So if this is the case, why is Homeland Security spending $70 billion dollars per year, combating terrorism within its borders? Now, one possible answer is that all of these efforts by Homeland Security are actually making us safer and preventing terrorist attacks on US soil. Luckily for those who care, all foreign attacks are on the public record so we actually have some indication of whether this thesis is plausible. In fact, Professor John Mueller of Ohio State University compiled a report that includes all known causes of extremism targeted against the United States since 9-11. Over those 14 years, his research shows that 53 such instances occurred. Now that sounds like a big number, 53 foreign attacks and that we should probably be pretty grateful for all the money and effort spent by Homeland Security. Until you start digging a little deeper into Professor Mueller's report. In three of these cases, no plot whatsoever had been hatched but authorities were worried that one might. According to the report, 27 or slightly over half of these incidents were essentially created or fabricated by the authorities themselves, who provided the coaxing and resources needed to carry out an attack and then arrested the so-called perpetrators once there was sufficient evidence that one might actually happen. The report also notes that within this category of those being coxed and given the resources to do this, many of the accused displayed signs of mental illness. No plots involved weapons of mass destruction capable of doing major damage, only 4 of the 53 had a plan and the capacity to set off conventional explosions, and of these, only one actually succeeded in detonating a bomb, the Boston massacre.

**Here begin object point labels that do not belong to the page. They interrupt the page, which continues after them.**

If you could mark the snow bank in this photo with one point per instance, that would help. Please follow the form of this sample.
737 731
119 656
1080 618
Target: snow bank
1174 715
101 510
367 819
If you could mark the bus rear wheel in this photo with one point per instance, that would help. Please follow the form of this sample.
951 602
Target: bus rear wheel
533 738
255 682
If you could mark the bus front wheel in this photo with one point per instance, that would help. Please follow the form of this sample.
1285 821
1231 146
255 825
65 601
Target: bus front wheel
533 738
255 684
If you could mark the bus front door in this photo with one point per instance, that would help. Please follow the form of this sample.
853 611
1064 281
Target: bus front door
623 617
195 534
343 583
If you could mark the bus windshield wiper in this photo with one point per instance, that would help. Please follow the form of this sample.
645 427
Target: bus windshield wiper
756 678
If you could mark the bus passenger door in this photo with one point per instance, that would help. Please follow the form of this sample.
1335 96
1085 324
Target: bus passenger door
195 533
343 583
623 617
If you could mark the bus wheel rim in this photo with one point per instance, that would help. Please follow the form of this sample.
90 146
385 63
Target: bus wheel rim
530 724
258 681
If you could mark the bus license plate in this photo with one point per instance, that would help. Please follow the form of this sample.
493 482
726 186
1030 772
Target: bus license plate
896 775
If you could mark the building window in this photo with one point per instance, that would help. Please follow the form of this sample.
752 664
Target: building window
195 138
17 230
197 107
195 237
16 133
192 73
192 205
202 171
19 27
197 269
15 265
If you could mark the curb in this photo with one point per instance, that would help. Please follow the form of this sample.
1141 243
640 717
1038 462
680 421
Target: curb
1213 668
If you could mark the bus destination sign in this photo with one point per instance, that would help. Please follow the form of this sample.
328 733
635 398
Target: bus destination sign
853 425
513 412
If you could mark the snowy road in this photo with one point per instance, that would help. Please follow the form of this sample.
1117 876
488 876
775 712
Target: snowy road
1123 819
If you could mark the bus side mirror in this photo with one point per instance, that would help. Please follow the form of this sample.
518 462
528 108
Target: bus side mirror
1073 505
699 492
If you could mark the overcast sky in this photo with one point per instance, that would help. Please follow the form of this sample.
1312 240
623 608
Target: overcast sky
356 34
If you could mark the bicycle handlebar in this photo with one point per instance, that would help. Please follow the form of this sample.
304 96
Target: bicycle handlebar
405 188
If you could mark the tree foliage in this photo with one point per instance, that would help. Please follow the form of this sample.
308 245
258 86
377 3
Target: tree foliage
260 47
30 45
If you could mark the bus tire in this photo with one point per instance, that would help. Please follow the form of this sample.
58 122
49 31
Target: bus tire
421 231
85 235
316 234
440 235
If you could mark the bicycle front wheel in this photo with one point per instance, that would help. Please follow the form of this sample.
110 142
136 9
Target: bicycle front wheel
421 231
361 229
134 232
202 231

Even in the case of this evidence, a different kind of study carried out at the same time indicated that Americans are more frequently worried about the possibility of a terrorist attack on US soil than they are worried about the prospect of their own hospitalization: clearly, a massive miscalculation of the actual possibility and risk presented by those two scenarios. This form of so-called irrational risk assessment has long been understood by psychologists and behavioural economists. Basically, the presence of fear heightens people’s estimation of all other potential hazards. When you're afraid, your sense of risk goes up no matter what you see. Consequently, people will consistently rank threats like airplane crashes and nuclear accidents higher than dangers like car accidents or smoking. The threat of terrorism particularly fits this paradigm. As Dr. Paul Slovic of the University of Oregon points out, threats posed by terrorism contain a trifecta of fear because they are first, horrific to contemplate, second, seem relatively uncontrollable and beyond the pale of the individual to do anything about, and third, are catastrophic. Now while considered normal, the over estimation of the risk of terrorism and harbouring a fear of something that is 100 times less likely to occur than drowning in your bathtub, that's right, you're 100 times more likely to drown in your bathtub than to be killed by a terrorist, that kind of irrational fear creates a climate of hysteria that breeds calls for equally irrational response, ones that are completely out of proportion to the actual size of the threat.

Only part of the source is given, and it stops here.